= James Wu Man-hon =

James Wu Man-hon OBE, JP (18 November 1920 – 23 February 2006) was a Hong Kong businessman and an unofficial member of the Legislative Council of Hong Kong.

==Biography==
Wu was born in 1920 in Pokfulam to Wu Chung, a leading merchant in Hong Kong and founder of the Weatherite Industries, often nicknamed "King of Taxi". His brother, Gordon Wu, was also a prominent real estate developer. Wu was educated at the Dunmei School, a famous Chinese school in Hong Kong, and subsequently at the King's College, Hong Kong. He studied at the University of Hong Kong before the Japanese invasion. He went on to finish his study at the National Sun Yat-sen University with a degree in engineering.

He helped his father to reestablish the family business after the war, opening hotels, studios, theatres, real estates and air conditioners. He was the chairman of the Hopewell Holdings and the Saiweite Industrial Company. Under his Hopewell chairmanship, the company expanded its infrastructural business in South China, Thailand and the Philippines.

He had been president of the Rotary Club of Hong Kong Island East and the chancellor of the Po Leung Kuk. He was also the vice-president of the Chinese Manufacturers' Association of Hong Kong and the chairman of the Federation of Hong Kong Industries. He had led of the Hong Kong delegation to the conferences of the UN Economic Commission for Asia and the Far East on five occasions. He was also the chairman of the Industrial Development Committee of the Hong Kong-Japan Business Co-operation Committee, in which he attracted massive Japanese participation in technology transfer in the field of high-precision tooling for electronics components.

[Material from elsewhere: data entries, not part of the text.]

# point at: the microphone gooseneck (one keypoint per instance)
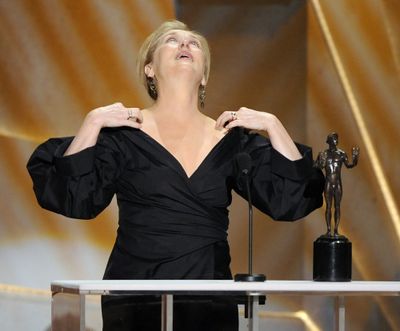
(243, 167)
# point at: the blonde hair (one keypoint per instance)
(151, 43)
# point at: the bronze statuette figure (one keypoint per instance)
(331, 161)
(333, 252)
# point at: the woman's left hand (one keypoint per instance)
(257, 120)
(246, 118)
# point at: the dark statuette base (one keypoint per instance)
(332, 259)
(250, 278)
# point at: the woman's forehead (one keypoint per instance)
(180, 32)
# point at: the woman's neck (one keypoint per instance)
(179, 99)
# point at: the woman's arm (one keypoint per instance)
(108, 116)
(256, 120)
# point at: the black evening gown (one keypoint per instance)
(171, 226)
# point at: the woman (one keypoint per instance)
(173, 169)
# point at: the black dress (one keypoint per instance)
(171, 226)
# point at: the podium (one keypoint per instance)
(68, 297)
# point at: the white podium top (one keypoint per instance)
(226, 287)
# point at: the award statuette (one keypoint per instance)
(332, 251)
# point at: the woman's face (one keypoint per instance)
(178, 52)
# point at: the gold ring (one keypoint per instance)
(234, 116)
(129, 114)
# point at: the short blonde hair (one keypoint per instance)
(151, 43)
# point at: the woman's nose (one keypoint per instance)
(184, 43)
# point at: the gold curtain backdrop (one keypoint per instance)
(319, 65)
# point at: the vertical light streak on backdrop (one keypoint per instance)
(370, 147)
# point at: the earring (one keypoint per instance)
(152, 88)
(202, 95)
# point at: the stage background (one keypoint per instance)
(320, 66)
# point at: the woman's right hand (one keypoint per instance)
(108, 116)
(115, 115)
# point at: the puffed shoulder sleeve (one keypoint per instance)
(80, 185)
(283, 189)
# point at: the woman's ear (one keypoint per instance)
(148, 70)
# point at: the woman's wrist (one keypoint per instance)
(271, 122)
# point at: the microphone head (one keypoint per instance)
(243, 163)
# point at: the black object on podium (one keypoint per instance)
(332, 259)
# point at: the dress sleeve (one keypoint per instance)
(80, 185)
(283, 189)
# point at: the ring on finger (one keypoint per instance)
(233, 116)
(129, 114)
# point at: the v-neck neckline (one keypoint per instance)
(177, 162)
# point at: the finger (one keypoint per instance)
(132, 123)
(233, 124)
(137, 113)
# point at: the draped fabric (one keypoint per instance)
(164, 214)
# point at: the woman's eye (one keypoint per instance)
(195, 43)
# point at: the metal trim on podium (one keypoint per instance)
(68, 297)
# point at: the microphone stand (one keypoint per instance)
(250, 277)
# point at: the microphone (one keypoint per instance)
(243, 168)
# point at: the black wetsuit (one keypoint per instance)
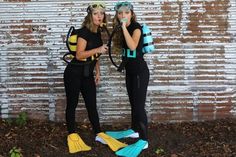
(137, 78)
(80, 78)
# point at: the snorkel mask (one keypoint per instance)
(123, 5)
(96, 5)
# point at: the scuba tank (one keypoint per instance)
(148, 44)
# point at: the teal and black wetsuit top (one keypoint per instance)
(135, 61)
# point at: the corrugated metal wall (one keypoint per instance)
(193, 69)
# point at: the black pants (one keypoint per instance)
(75, 82)
(136, 85)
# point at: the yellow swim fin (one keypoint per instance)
(111, 142)
(76, 144)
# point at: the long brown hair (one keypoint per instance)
(88, 21)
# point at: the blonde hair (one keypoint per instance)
(88, 21)
(118, 36)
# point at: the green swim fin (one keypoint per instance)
(123, 134)
(133, 150)
(76, 144)
(111, 142)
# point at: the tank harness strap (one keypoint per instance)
(129, 54)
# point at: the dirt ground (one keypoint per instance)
(187, 139)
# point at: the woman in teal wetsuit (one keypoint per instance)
(137, 78)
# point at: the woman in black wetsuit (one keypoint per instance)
(79, 77)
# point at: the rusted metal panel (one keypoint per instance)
(193, 68)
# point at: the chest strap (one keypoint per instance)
(129, 54)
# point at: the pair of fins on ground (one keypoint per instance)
(76, 144)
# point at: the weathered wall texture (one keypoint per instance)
(193, 69)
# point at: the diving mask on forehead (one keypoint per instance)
(94, 6)
(121, 5)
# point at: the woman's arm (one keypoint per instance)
(131, 41)
(97, 78)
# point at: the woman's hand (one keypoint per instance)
(103, 49)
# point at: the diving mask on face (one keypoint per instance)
(94, 6)
(121, 5)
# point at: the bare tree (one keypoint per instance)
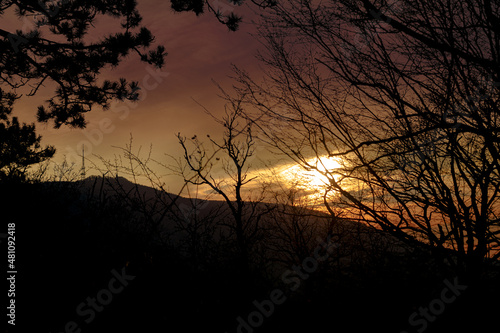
(407, 95)
(230, 156)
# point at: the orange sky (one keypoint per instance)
(199, 49)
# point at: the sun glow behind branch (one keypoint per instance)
(313, 178)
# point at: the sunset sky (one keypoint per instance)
(200, 50)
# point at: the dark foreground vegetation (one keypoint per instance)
(183, 272)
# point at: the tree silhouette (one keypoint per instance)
(407, 94)
(231, 20)
(19, 145)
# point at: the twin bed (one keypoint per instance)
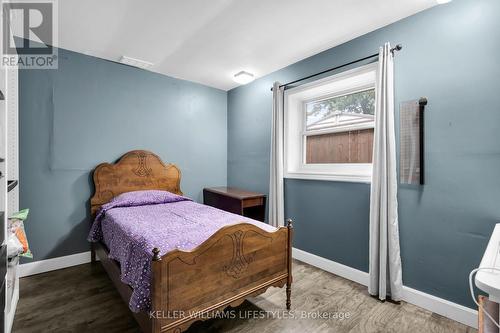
(175, 261)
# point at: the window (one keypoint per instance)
(329, 126)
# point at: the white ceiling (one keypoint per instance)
(208, 41)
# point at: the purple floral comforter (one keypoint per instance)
(133, 223)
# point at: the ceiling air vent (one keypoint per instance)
(136, 62)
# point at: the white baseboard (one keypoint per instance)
(332, 266)
(429, 302)
(53, 264)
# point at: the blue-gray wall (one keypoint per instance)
(450, 56)
(90, 111)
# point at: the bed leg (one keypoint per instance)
(92, 253)
(288, 296)
(289, 224)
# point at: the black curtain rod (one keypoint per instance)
(398, 47)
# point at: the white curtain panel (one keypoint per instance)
(385, 259)
(276, 196)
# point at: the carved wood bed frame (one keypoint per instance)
(237, 262)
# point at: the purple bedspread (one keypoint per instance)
(133, 223)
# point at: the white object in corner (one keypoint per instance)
(53, 264)
(429, 302)
(486, 279)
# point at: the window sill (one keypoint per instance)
(352, 178)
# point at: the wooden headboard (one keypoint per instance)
(134, 171)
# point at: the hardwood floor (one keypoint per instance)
(83, 299)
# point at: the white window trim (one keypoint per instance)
(294, 122)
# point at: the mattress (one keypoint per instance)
(134, 223)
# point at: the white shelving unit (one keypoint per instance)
(12, 196)
(9, 168)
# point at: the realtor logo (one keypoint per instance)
(29, 31)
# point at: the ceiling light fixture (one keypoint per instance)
(243, 77)
(136, 62)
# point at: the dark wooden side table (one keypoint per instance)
(234, 200)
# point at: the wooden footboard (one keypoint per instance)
(238, 261)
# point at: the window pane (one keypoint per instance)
(341, 111)
(344, 147)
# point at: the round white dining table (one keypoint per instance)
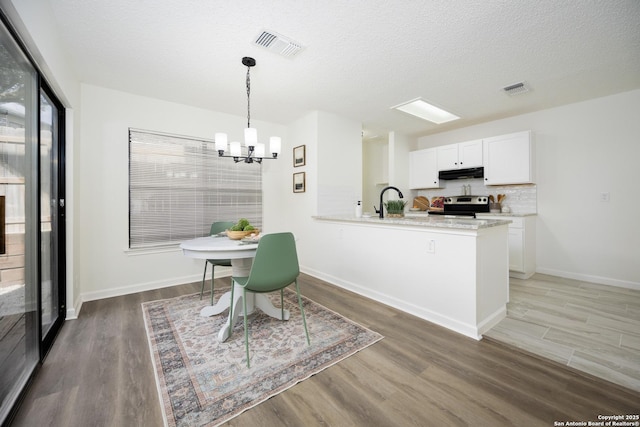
(241, 255)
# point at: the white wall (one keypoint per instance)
(582, 150)
(333, 179)
(105, 266)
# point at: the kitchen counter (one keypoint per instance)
(423, 214)
(423, 220)
(450, 271)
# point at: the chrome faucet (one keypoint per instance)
(381, 211)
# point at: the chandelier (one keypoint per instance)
(255, 150)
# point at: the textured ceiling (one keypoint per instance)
(360, 57)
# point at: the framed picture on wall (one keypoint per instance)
(299, 157)
(298, 182)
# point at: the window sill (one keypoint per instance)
(151, 251)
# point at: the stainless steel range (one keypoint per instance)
(466, 206)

He was recognised by receiving permanent membership of the American Society of Heating, Refrigerating and Air Conditioning Engineers (ASHRAE) in 1987.

He had been appointed to many public positions, including the Hong Kong Trade Development Council, the Vocational Training Council and the Hong Kong Productivity Council. He was first appointed to the Urban Council in 1968 and then the Legislative Council in 1972. He was vocal on providing the requisite infrastructural support for the development of vast industrial estates. He was awarded Officer of the Order of the British Empire (OBE) for his public services in 1974.

He was also deputy chairman of the Hong Kong Polytechnic before it was promoted to university. For his contributions, the Hong Kong Polytechnic conferred on him an honorary doctorate in Engineering in 1991. in 1992, he was awarded degree of Doctor of Laws by the University of Hong Kong. He also became honorary citizen of Guangzhou in 1991.